One thing is for sure: It's going to be busy. Several meetings are scheduled, I’m on a panel Saturday, and have a guided tour and a talk at SMK on Sunday. Formal arrangements aside, I visit CHART to get a sense of what’s cooking on the Nordic gallery scene, to meet friends and colleagues I haven’t seen in an extraordinarily long time due to corona. There are lots of interesting artists on show, and I’m particularly curious to see works by Esben Weile Kjær (Andersen’s Contemporary), Sandra Mujinga (Croy Nielsen), Ragna Braase (Galleri Susanne Ottesen) and Sif Itona Westerberg (Gether Contemporary). This year’s art book fair is a great and very promising invention. I must admit that I’m a sucker for artist books and printed matter. I might also attend the talk on The Art Book As a Room.
Who are you?
I’ve been asking myself this question many times. I suppose that deep down I don’t know. ‘Left-leaning, white, male, academic’ doesn’t really say that much. Identities are necessarily multiple, and you are never only this or that, even though there might be a strong individual desire to identify as this or that.
What’s your job?
I work as a museum director at SMK – Statens Museum for Kunst. Research and art writing is also part of what I do.
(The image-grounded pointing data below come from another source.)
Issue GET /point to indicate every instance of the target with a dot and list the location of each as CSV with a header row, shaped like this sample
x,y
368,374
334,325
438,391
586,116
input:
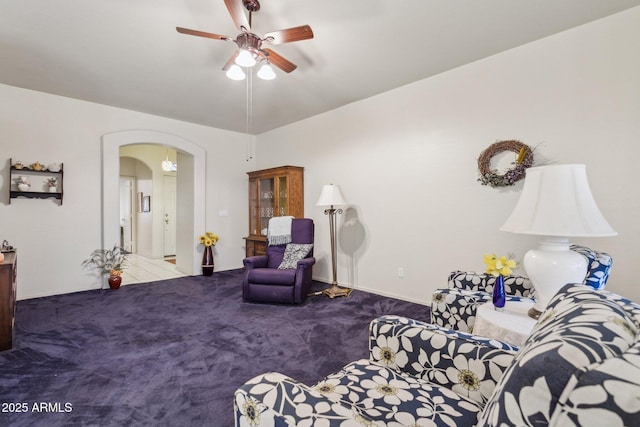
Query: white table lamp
x,y
556,203
332,196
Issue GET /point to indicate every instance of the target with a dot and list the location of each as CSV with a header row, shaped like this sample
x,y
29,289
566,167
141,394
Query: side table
x,y
511,325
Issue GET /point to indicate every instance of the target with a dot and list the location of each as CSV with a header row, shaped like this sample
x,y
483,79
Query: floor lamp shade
x,y
556,203
330,196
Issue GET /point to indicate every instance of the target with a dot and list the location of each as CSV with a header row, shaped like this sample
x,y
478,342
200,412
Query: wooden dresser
x,y
7,299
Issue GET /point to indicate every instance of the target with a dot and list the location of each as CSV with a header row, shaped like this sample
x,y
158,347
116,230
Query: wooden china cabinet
x,y
272,192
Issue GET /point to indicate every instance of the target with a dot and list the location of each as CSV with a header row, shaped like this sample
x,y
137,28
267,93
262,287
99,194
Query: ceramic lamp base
x,y
550,266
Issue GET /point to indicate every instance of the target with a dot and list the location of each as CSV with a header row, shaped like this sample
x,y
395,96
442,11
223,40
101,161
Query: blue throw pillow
x,y
293,253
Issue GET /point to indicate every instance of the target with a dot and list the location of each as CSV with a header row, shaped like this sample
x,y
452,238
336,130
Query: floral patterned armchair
x,y
580,366
456,306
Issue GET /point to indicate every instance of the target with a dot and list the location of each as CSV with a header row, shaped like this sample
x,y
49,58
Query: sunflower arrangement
x,y
209,239
499,266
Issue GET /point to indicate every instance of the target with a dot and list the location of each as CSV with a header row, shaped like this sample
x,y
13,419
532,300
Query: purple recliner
x,y
264,282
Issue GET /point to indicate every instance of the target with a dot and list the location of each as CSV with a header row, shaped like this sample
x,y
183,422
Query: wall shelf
x,y
39,178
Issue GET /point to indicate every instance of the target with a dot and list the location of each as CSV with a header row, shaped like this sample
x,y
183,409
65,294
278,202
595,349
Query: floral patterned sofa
x,y
579,367
456,306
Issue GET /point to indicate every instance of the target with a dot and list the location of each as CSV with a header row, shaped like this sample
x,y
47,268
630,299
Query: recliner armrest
x,y
273,399
305,263
469,365
258,261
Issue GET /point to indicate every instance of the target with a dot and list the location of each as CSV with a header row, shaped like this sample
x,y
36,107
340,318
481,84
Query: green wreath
x,y
493,178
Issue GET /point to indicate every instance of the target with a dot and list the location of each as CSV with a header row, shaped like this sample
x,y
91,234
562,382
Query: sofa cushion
x,y
293,253
272,276
383,394
579,334
599,266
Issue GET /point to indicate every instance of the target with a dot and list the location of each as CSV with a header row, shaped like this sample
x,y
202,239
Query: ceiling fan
x,y
250,50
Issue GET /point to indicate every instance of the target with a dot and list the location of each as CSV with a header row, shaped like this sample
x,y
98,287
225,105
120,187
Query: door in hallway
x,y
126,212
169,202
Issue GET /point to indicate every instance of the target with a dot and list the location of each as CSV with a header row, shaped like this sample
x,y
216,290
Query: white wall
x,y
406,159
53,240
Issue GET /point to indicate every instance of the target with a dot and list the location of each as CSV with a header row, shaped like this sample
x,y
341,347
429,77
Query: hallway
x,y
139,269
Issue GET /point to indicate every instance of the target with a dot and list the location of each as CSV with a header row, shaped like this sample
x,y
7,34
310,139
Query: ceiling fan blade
x,y
203,34
236,10
231,61
280,62
303,32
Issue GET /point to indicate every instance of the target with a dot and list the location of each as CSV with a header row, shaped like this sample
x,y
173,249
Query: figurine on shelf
x,y
54,167
23,183
52,183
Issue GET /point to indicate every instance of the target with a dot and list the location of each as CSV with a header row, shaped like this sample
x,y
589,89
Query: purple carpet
x,y
172,352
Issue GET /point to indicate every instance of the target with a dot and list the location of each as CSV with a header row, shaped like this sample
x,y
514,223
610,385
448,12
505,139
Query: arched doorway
x,y
190,190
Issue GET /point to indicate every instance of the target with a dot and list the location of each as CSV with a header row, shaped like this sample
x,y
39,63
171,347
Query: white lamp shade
x,y
330,196
556,201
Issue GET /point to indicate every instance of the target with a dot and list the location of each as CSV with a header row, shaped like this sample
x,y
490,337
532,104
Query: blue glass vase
x,y
499,297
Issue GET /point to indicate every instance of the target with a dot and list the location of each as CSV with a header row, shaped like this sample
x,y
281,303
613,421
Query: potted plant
x,y
108,261
208,239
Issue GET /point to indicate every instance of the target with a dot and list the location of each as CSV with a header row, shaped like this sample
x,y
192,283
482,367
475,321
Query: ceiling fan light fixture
x,y
245,58
266,72
235,73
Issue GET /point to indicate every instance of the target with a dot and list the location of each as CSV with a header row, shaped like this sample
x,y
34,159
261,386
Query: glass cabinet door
x,y
254,206
283,196
268,206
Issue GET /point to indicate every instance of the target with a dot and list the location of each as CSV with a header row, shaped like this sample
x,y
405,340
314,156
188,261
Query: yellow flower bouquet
x,y
209,239
499,266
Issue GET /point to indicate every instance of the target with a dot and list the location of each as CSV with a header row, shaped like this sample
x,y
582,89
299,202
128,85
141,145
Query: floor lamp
x,y
331,196
556,203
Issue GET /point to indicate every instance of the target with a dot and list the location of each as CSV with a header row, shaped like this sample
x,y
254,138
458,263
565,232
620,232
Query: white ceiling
x,y
127,53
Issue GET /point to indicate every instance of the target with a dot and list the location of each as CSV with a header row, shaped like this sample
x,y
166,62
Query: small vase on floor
x,y
207,261
499,297
115,281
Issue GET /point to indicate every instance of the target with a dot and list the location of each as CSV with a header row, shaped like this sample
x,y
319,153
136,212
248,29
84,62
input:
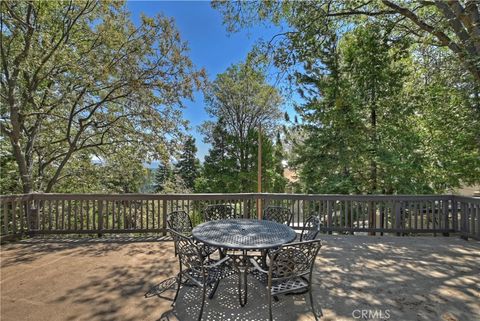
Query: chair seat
x,y
289,285
279,287
214,274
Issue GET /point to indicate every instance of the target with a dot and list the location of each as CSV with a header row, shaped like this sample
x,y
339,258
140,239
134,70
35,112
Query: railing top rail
x,y
237,196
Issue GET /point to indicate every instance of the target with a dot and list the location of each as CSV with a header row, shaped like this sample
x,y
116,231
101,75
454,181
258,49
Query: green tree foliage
x,y
240,100
390,106
451,24
358,132
188,165
163,174
78,78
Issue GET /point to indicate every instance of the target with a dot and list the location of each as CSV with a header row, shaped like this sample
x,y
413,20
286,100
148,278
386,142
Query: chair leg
x,y
313,308
203,302
270,315
179,284
214,289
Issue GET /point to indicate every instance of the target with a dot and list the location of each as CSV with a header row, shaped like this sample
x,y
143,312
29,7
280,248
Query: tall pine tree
x,y
188,165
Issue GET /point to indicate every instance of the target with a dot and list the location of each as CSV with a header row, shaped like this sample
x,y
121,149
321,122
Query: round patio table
x,y
244,235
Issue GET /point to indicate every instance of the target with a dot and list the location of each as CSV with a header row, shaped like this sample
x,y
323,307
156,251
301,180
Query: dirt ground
x,y
383,278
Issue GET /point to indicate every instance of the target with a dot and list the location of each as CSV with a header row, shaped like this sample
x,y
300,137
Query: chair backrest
x,y
189,254
310,229
180,221
278,214
218,212
293,260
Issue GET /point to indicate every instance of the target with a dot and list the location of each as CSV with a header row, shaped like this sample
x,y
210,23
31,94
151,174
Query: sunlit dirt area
x,y
355,278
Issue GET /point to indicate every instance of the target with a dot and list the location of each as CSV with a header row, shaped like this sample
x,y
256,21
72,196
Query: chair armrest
x,y
226,258
257,267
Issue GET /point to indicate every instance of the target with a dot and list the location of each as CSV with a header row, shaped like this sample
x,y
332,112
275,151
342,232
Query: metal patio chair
x,y
310,229
278,214
180,222
290,270
219,212
197,269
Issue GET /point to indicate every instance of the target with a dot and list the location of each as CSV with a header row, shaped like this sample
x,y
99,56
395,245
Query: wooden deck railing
x,y
34,214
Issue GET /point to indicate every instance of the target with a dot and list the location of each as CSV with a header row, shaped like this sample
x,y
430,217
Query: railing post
x,y
259,206
164,217
446,225
372,216
100,218
329,219
397,217
463,222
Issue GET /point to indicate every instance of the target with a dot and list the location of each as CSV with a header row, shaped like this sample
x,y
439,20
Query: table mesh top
x,y
243,234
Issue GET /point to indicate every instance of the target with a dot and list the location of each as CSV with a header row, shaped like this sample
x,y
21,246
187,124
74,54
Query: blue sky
x,y
211,46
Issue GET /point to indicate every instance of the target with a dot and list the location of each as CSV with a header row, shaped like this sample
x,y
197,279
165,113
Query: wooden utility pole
x,y
259,173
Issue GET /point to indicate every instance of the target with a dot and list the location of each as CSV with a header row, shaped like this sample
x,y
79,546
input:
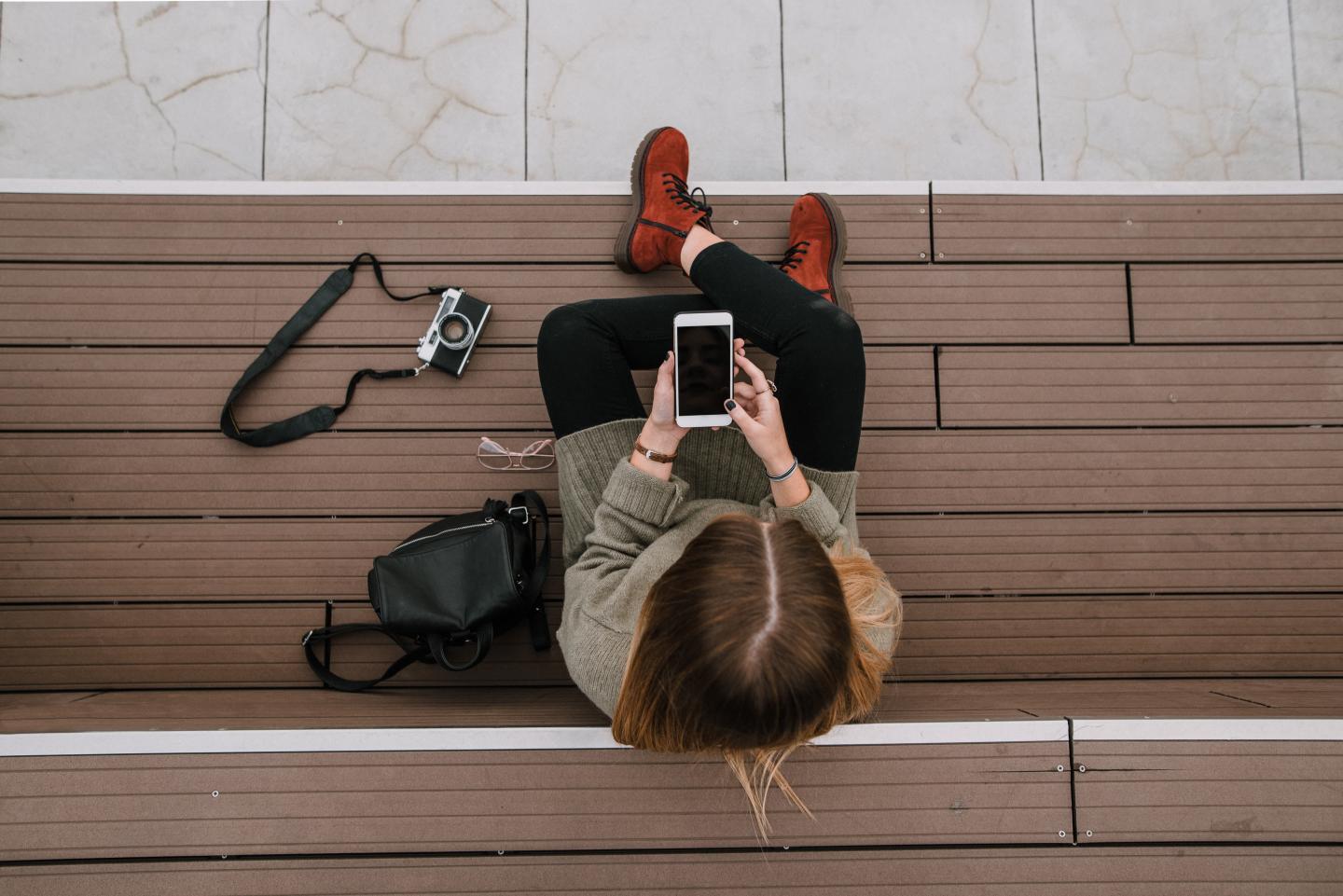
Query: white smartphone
x,y
702,346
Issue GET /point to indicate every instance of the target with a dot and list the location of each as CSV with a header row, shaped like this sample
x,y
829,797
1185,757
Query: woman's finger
x,y
754,372
741,417
744,393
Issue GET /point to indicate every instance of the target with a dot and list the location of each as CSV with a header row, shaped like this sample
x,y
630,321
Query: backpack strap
x,y
537,569
321,417
316,636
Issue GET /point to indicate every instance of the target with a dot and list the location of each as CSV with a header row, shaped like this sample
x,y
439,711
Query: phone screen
x,y
704,369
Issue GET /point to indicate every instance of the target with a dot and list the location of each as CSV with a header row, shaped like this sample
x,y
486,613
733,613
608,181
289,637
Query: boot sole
x,y
625,240
841,232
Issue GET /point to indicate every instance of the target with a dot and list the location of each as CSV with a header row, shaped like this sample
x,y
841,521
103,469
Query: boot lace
x,y
685,198
793,256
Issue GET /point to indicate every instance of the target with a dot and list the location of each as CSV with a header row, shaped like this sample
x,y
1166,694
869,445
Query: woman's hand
x,y
756,414
661,432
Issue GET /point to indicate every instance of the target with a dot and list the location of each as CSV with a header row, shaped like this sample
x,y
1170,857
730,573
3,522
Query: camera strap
x,y
323,417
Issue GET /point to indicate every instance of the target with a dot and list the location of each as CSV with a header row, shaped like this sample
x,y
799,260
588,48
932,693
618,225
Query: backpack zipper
x,y
461,528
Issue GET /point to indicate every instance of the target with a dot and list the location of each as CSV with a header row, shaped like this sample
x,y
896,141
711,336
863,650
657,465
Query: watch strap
x,y
653,456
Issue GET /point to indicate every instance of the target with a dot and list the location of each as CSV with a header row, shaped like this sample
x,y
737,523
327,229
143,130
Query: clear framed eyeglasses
x,y
537,456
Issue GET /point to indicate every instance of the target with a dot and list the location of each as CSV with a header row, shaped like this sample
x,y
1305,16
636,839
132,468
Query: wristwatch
x,y
652,454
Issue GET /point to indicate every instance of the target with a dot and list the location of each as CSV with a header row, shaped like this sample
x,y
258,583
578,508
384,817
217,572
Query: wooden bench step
x,y
214,645
976,226
497,706
460,228
1146,871
544,793
964,472
134,389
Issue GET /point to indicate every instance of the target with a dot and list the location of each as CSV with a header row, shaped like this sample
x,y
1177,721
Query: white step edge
x,y
1208,730
451,186
106,743
1136,186
918,188
113,743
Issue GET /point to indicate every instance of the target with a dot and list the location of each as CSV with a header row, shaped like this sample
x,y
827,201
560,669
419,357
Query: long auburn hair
x,y
753,643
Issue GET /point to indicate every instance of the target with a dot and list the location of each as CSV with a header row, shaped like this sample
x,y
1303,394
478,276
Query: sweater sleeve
x,y
817,514
635,509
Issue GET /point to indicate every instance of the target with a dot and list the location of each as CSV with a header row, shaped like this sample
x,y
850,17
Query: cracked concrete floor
x,y
765,89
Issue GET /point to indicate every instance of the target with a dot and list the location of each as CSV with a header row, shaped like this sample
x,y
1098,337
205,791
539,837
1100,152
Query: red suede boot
x,y
662,211
817,246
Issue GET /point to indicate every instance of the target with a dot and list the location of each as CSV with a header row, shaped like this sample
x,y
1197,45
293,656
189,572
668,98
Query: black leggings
x,y
586,352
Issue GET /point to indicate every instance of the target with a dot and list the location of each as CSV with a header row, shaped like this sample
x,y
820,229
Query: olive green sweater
x,y
623,528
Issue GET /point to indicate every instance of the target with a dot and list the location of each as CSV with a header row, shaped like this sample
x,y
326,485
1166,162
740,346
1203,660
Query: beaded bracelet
x,y
786,473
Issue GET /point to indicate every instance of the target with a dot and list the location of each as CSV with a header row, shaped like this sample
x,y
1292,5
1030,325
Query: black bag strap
x,y
537,572
316,636
323,417
436,651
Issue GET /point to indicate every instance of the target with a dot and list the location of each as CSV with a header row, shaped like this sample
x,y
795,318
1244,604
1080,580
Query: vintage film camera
x,y
457,324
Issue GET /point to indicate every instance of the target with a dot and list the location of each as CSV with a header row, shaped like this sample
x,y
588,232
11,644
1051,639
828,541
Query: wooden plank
x,y
222,645
947,304
942,558
214,645
156,645
137,389
515,799
408,228
1192,871
116,304
1209,790
1141,386
207,560
340,473
1237,302
1089,636
189,305
1095,228
485,706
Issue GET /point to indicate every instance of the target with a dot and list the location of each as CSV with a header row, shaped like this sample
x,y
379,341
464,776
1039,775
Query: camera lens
x,y
455,329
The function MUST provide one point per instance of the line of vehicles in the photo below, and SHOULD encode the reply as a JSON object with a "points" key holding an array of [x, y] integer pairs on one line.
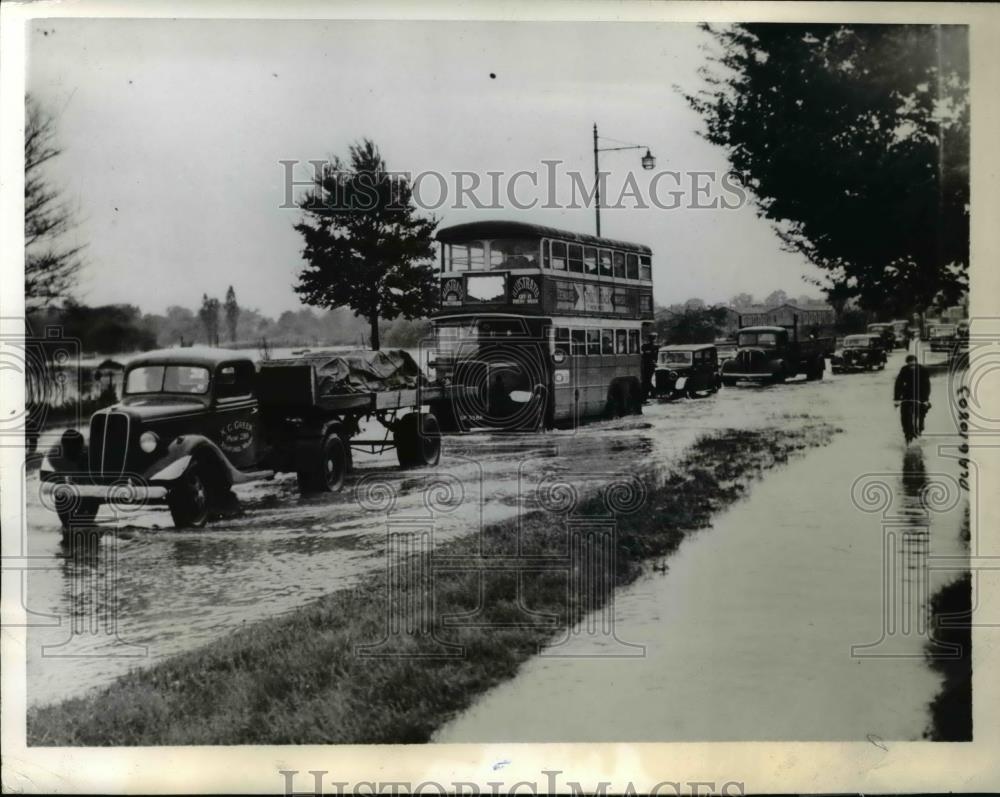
{"points": [[537, 328]]}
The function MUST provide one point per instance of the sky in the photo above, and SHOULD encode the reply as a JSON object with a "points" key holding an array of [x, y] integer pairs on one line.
{"points": [[173, 132]]}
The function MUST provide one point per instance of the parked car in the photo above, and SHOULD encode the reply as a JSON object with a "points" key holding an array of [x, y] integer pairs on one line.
{"points": [[887, 332], [901, 332], [859, 353], [725, 350], [192, 423], [942, 337], [686, 370]]}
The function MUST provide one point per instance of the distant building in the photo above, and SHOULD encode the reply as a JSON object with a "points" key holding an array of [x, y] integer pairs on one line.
{"points": [[812, 315]]}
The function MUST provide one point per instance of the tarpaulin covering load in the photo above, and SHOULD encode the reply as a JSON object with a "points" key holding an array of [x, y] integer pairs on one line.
{"points": [[361, 371]]}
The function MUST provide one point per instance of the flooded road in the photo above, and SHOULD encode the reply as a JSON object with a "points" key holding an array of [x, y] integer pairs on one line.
{"points": [[148, 591], [771, 625]]}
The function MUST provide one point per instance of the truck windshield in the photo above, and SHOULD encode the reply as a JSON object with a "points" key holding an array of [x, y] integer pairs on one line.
{"points": [[167, 379], [675, 357], [758, 339]]}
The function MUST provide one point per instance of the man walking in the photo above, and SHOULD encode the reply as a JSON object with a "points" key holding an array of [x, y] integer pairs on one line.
{"points": [[912, 393], [650, 351]]}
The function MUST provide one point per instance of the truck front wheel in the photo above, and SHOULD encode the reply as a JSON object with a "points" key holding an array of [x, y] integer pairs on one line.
{"points": [[76, 513], [418, 440], [323, 470], [188, 498]]}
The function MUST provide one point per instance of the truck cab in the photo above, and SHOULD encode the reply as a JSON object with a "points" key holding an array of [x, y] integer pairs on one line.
{"points": [[177, 406], [773, 354]]}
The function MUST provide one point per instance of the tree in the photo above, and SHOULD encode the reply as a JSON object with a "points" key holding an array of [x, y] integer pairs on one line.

What does that mean? What do you do?
I’ve been working as an independent writer and art critic, as a university professor, as rector of the Schools of Visual Arts in Copenhagen and since 2014 I’ve been serving as the director of SMK, the National Gallery of Denmark. But what does it all mean? 30 years or more of attempts at understanding and writing about matters related to art, contemporary or historical, and also more than 20 years of institutional leadership. Leadership means driving a strategically coherent and societal relevant development in your organization and securing the funding and the staff it takes. I am blessed with an extremely talented and engaged team at SMK, but after months of lockdown the financial situation could have been much brighter.
Did you plan to be in your specific role / profession or did life happen?
I suppose that I’ve never been doing long-term career planning. After some time working as an art critic in my late twenties I decided to apply for PhD scholarship and from there on I continued in a classical university career track. At one point I got involved in university management as a head of the department I worked in. Leading became part of what I did. And it still is. But I’ve always tried to stay in close touch with the dynamics of my fields of art historical expertise.
Who’s side are you? (Client / collector / artist / gallery / state / public / other)
Professionally I’m on the state-owned gallery side. However, more often than not I just enjoy looking, reading and listening more than anything else, and I don’t feel I do this in any particular capacity.
Are you winning?
I’ve never felt like a winning person (nor a loser) and I’ve always resented almost any kind of competition. Yet, even though I try to avoid them, I often find myself in competitive situations.
What’s the best thing in the artworld?
Interesting artistic practices and art works.
What’s the worst?
Emptiness.
What are you doing about it?
Try as best I can and with the institutional means at hand to make meaningful, necessary and well-researched exhibitions.